Der Regionalverband Ruhr (RVR) hat im Entwurf zur Regionalplanänderung 113 Windenergiebereiche mit einer Gesamtfläche von 2.691 Hektar vorgesehen. Damit liegt die Fläche über dem für die Metropole Ruhr festgelegten Zielwert von 2.036 Hektar, um einen Puffer für etwaige Ausfälle zu schaffen. Etwa ein Drittel dieser Flächen soll neu festgelegt werden, während zwei Drittel bereits zuvor geplant waren. Bei der Festlegung wurden Kriterien wie Abstände zu Wohnbebauungen – basierend auf einer Anlagenhöhe von 220 Metern – und Naturschutzgebieten berücksichtigt.
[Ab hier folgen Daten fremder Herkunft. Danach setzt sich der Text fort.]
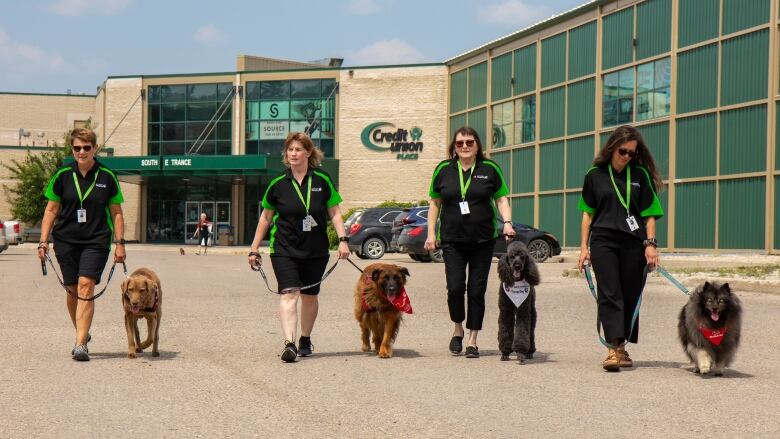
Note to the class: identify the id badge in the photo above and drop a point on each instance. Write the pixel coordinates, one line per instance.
(632, 224)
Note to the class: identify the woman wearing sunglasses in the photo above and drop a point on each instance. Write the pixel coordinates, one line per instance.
(620, 209)
(85, 200)
(467, 189)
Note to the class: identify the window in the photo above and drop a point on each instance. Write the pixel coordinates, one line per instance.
(179, 116)
(649, 81)
(276, 108)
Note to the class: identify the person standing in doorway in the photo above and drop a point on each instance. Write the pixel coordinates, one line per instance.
(85, 201)
(619, 212)
(469, 191)
(202, 233)
(296, 208)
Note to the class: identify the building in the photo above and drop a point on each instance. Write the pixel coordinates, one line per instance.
(700, 78)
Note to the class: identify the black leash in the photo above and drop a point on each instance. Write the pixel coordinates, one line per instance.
(76, 296)
(259, 268)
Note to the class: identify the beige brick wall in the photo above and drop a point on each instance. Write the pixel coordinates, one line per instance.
(406, 97)
(46, 117)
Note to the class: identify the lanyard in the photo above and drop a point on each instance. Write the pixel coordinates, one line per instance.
(89, 190)
(306, 203)
(464, 188)
(627, 201)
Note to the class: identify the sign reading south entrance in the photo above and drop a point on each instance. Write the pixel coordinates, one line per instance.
(384, 136)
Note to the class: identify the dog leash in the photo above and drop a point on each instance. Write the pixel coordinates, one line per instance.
(76, 296)
(259, 268)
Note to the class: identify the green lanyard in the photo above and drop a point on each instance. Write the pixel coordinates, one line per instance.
(306, 203)
(464, 188)
(627, 201)
(89, 190)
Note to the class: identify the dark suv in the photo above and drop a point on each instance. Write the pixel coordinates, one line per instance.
(370, 231)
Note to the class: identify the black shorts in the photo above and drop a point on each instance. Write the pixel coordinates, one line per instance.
(295, 272)
(76, 261)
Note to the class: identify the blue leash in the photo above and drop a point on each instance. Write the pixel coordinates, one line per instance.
(592, 288)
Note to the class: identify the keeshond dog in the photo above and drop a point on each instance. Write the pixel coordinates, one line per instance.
(709, 327)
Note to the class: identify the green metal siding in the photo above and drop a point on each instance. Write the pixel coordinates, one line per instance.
(582, 50)
(554, 60)
(551, 214)
(523, 167)
(523, 210)
(698, 21)
(653, 28)
(741, 214)
(573, 221)
(743, 140)
(477, 85)
(581, 111)
(501, 77)
(697, 79)
(694, 220)
(696, 146)
(525, 69)
(553, 112)
(579, 157)
(551, 166)
(657, 140)
(745, 65)
(458, 86)
(744, 14)
(455, 123)
(477, 119)
(617, 40)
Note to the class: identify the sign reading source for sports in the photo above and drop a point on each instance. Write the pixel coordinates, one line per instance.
(385, 137)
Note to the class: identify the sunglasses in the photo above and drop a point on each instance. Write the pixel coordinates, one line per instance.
(460, 143)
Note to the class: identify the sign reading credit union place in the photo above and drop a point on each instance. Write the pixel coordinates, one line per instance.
(385, 137)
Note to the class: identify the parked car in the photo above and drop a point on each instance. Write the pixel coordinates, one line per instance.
(14, 232)
(541, 245)
(3, 241)
(370, 231)
(409, 216)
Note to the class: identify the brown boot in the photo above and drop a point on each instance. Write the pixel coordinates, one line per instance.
(625, 360)
(612, 362)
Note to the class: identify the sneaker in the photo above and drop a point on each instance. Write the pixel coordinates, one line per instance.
(625, 360)
(456, 345)
(612, 362)
(304, 346)
(290, 352)
(81, 353)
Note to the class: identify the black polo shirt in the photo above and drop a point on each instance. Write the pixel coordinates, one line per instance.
(97, 231)
(487, 184)
(600, 200)
(287, 235)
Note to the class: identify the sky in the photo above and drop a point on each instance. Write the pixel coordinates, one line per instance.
(52, 46)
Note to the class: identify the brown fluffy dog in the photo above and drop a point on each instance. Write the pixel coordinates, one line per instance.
(378, 286)
(142, 298)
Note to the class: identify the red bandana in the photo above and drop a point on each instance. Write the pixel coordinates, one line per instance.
(715, 336)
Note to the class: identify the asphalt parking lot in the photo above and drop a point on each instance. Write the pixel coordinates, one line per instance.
(219, 373)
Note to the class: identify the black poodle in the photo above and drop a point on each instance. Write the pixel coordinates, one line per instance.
(517, 302)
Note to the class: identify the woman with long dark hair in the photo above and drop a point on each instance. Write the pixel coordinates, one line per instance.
(469, 190)
(620, 208)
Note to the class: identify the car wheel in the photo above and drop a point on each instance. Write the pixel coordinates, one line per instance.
(373, 248)
(539, 249)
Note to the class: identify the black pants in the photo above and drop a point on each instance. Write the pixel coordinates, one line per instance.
(476, 258)
(619, 262)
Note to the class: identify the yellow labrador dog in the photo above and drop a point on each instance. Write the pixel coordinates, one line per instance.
(142, 298)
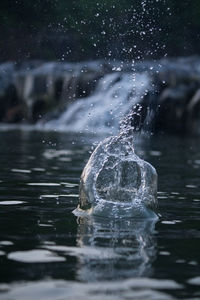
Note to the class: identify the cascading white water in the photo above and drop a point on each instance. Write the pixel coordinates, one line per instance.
(115, 95)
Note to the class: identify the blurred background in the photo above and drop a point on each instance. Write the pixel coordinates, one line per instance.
(81, 30)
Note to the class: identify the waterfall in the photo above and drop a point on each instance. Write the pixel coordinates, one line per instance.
(116, 93)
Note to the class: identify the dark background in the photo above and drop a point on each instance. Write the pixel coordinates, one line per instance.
(86, 29)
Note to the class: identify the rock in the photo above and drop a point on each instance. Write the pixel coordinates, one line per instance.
(116, 182)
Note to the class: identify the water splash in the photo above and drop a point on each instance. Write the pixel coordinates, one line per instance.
(117, 183)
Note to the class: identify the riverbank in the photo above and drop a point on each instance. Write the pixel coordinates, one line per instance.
(38, 90)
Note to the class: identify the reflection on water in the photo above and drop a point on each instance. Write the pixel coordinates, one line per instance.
(126, 248)
(45, 254)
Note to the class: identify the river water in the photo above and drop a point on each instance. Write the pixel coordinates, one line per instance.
(47, 253)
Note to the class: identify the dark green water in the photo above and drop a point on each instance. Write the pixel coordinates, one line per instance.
(46, 253)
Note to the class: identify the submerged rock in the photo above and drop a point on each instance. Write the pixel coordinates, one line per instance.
(116, 182)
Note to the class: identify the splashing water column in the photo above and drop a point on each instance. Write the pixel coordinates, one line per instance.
(117, 183)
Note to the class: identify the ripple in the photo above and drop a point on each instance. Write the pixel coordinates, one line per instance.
(21, 171)
(194, 281)
(155, 153)
(6, 243)
(43, 184)
(38, 169)
(139, 288)
(35, 256)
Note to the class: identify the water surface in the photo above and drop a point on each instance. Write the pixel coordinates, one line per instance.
(45, 252)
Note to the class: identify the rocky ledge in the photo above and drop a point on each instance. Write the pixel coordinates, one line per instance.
(34, 89)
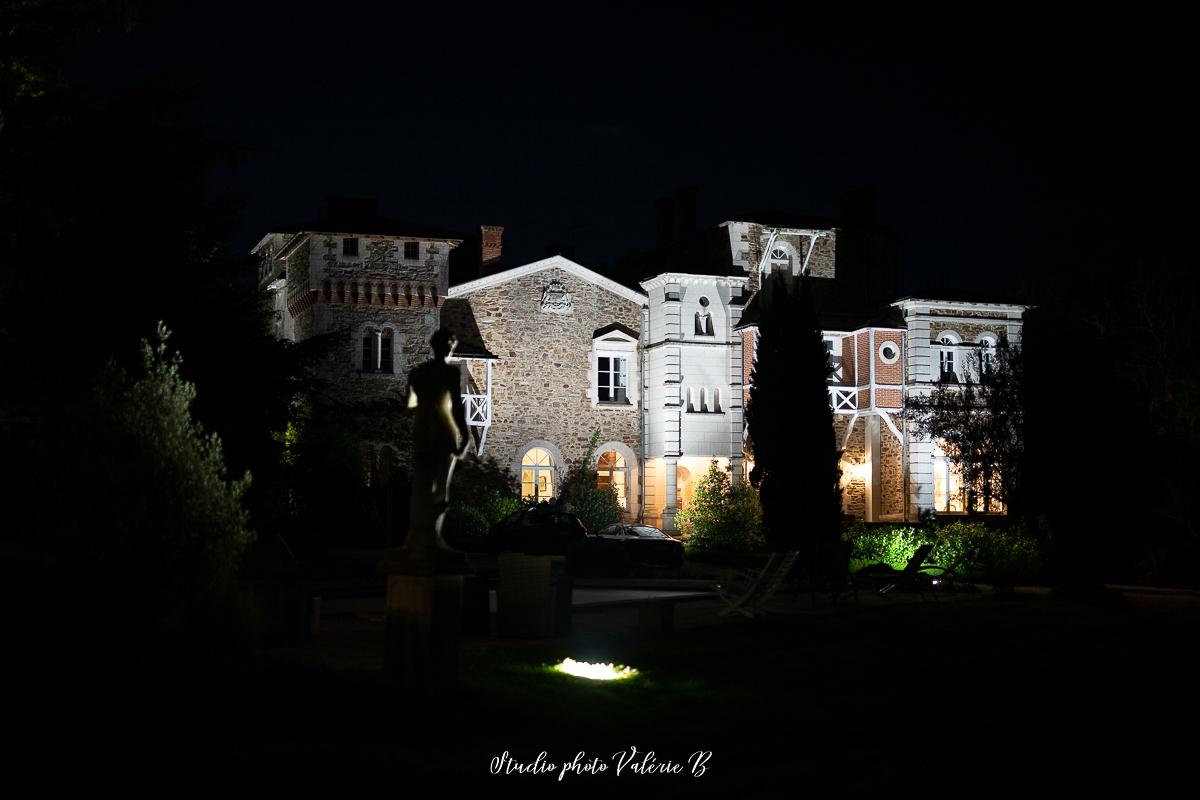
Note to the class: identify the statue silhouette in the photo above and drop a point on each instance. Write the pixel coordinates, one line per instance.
(439, 437)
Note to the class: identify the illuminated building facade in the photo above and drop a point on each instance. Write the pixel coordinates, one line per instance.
(553, 352)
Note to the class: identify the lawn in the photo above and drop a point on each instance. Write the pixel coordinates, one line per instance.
(957, 697)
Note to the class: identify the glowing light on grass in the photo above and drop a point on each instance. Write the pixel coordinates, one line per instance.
(593, 671)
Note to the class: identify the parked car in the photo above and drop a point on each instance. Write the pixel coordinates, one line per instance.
(643, 543)
(540, 530)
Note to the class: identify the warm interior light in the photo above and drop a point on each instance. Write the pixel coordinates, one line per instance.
(852, 471)
(594, 671)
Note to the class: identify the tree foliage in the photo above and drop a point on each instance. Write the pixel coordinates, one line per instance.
(790, 422)
(162, 523)
(979, 425)
(594, 505)
(724, 515)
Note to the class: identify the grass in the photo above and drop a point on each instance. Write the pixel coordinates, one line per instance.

Innerhalb der Städte der Planungsgemeinschaft Städteregion Ruhr konnten keine geeigneten Windenergiebereiche identifiziert werden, was auf die dortige Raumstruktur zurückzuführen ist. Die Planungsgemeinschaft begrüßt die Änderung des Regionalplans, da sie einen rechtlichen Rahmen schafft und Genehmigungsverfahren beschleunigen kann. Zudem wird durch die Festlegung der Bereiche eine Privilegierung von Windenergieanlagen im gesamten Außenbereich vermieden, was den Prüfaufwand für Bauanträge an anderen Standorten reduziert.